Sunday 7 August 2011

Freedom of expression vs Freedom to choose

Everywhere you turn, whether print, electronic or web media, someone is reporting or commenting on underperformance; in education, public sector, business, industry, finance, politics, in fact every sphere of our existence. Such thoughts and vox pop contributions are now the norm of 21st Century society and the 24/7 media age. They are imbued with an aura, an attitude of blame – it’s all the fault of some other person, community, system, authority, political party, government, custom, culture, even law.

Is this where democracy has taken us? Not just that we all have the right to views and to make them known (even as I’m doing here), which we do. But that in taking that right (of expression), we forego the capacity to see and acknowledge our complicity in the society we have created? Behind the blame and excuses lies an apparent belief that “I’m not able to do … whatever I’m supposed to… because you are doing something to obstruct me in doing it”.

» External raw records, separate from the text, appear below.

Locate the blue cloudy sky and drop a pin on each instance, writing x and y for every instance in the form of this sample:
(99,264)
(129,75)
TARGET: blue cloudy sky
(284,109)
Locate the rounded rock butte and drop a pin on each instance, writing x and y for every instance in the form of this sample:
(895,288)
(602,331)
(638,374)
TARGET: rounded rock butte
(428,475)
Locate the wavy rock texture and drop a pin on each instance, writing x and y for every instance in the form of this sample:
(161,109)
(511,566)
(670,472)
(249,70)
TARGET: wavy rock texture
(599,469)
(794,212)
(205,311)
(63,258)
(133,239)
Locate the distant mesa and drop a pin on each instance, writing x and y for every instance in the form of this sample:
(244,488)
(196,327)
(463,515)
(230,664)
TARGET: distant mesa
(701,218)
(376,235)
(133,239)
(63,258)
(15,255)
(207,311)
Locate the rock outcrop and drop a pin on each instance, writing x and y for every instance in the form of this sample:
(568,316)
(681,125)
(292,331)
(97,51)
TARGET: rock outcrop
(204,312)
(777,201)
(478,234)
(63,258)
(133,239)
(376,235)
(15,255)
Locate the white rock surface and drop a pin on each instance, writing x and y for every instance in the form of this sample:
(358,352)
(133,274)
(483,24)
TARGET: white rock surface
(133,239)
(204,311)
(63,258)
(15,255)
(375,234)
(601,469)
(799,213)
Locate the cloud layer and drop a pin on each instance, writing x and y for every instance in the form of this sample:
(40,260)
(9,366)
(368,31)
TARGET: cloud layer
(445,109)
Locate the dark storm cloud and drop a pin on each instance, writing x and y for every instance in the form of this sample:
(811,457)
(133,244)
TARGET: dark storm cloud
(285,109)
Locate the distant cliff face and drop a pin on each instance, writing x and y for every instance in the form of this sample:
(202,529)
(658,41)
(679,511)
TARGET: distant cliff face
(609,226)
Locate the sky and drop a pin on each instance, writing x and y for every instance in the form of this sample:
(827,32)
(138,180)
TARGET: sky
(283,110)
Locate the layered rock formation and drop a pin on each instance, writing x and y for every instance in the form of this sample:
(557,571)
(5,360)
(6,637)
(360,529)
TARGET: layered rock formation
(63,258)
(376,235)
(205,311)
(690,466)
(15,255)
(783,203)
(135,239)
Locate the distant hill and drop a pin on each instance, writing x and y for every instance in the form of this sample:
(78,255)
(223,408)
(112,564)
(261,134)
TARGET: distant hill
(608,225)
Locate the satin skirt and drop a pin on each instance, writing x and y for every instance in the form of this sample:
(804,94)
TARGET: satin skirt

What about my own autonomy, that other right of freedom to choose? To choose to do the best I can with my little patch of sky (or blue marble under that sky)? My own integrity to know therefore and to say that “I have a part in this and my part will help make the rest work”. As one tiny cog in the wheel, which if it sees itself as a wedge risks stalling the whole machinery.

Think of the various health, equality, education, employment, religious, responsibility (social/corporate/political) conundrums we are faced with. Then top them all with the ultimate social paradox that we have contrived – the power that we give (away) to those we believe to be of power, the politicians and leaders in our communities. What is it with humans that we think others may know us better than we know ourselves and therefore give them the right to choose for us?

It then proves stranger still when, having given away the right to choose, and politicians and leaders dictate our existence, we descend into that blame game and all collude to wallow in our ever-present human condition.

Irony of ironies, and this is why humankind is so wonderful, there exists even in that condition, the capacity to choose to be different.

Integrity hasn’t become obsolete but it has kept a low profile recently while selfish democracy, based on selfish rights, rights that have no cognition of their co-dependence with others’ rights, has had its day. A resurgence is set to happen, surely? The relentless dramas, whether natural or human-made, that are besieging us barely a decade into the new century, do threaten and paralyse us. They also hold the potential to release the humanity and integrity our race possesses by sheer dint of having a ‘superior’ intellect. So called.